Comment by erelong
11 hours ago
Relatedly, I'm periodically thinking about the issue of people who prevent problems not being rewarded as much as those who become "heroes" for resolving avoidable situations
I guess it may be important to underscore the value that simplicity provides over needless complexity or to sell people on the value of problems prevented rather than preventable catastrophes that were dealt with
Maybe we could encourage a culture of patting people on the back for maintaining reliable "boring" systems
Some people also crave "drama" so there might be a way to frame "boring reliability" as some kind of "epic daily maintenance struggle that was successfully navigated"
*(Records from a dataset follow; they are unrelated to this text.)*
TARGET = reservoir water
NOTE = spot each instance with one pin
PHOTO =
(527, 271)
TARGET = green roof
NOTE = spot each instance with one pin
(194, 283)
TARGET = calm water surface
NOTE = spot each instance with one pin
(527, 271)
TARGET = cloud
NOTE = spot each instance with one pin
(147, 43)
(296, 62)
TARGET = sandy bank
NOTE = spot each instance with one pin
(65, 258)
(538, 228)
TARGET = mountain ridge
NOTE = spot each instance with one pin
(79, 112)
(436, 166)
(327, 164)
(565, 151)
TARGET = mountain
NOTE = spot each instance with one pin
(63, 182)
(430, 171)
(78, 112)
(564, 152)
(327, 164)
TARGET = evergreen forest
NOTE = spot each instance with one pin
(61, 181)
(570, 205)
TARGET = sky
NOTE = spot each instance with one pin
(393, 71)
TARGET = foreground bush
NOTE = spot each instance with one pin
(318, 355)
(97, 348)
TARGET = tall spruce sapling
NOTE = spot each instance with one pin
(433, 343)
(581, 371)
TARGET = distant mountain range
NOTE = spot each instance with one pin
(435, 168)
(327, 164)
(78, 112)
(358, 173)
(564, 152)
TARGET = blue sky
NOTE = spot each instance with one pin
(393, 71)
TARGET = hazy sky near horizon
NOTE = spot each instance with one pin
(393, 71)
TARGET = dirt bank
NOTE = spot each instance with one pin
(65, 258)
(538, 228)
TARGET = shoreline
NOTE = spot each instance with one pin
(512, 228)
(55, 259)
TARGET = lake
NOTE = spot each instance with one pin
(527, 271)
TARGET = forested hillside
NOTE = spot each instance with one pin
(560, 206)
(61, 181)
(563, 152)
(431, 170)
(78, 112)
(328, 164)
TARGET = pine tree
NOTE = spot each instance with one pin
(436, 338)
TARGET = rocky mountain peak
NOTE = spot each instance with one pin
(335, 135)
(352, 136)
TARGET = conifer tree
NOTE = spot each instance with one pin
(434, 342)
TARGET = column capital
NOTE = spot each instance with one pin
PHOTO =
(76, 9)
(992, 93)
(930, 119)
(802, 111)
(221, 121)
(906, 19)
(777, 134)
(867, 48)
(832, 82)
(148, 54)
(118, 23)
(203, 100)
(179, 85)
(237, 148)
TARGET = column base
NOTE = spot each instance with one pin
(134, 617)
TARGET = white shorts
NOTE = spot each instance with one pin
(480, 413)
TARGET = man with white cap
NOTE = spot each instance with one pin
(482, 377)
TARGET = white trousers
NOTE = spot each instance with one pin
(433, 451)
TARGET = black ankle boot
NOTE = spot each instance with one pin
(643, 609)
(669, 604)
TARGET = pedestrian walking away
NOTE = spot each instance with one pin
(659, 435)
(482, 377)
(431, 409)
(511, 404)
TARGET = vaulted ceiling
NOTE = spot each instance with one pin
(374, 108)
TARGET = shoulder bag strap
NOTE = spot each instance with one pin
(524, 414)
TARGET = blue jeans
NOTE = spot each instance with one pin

The difference between the fire fighter and the fire safety inspector. The former puts out fires and saves lives and is of course a hero. The latter complains about things that never happen, wastes everybody's time and money and is generally annoying.
It seems like the safety inspector might be closer to a SOX compliance auditor or something... in this metaphor, the engineer who doesn't build something that "catches fire" is just the one who uses sensible materials, includes smoke alarms in the design, and chooses to use passive insulation in the walls instead of electric space heaters on a high-pile rug.
In my engineering job of over 30 years, I've noticed that the heroes that get rewarded for fixing the problems are usually the same ones who created the problems in the first place.
I've only been a paid-on-call firefighter for 10 years, but I have yet to work with any who are also arsonists. ;)
You’re thinking along similar lines as I am. The article talks about “visibility” in the end. This might be a document that is written. Or it could be a demo thats shared. Or a simple shout out in slack.
As engineers, we tend to keep away from the limelight and quietly get shit done and be happy with it. But professional growth and recognition requires visibility somehow. We need to be creative on how to achieve that.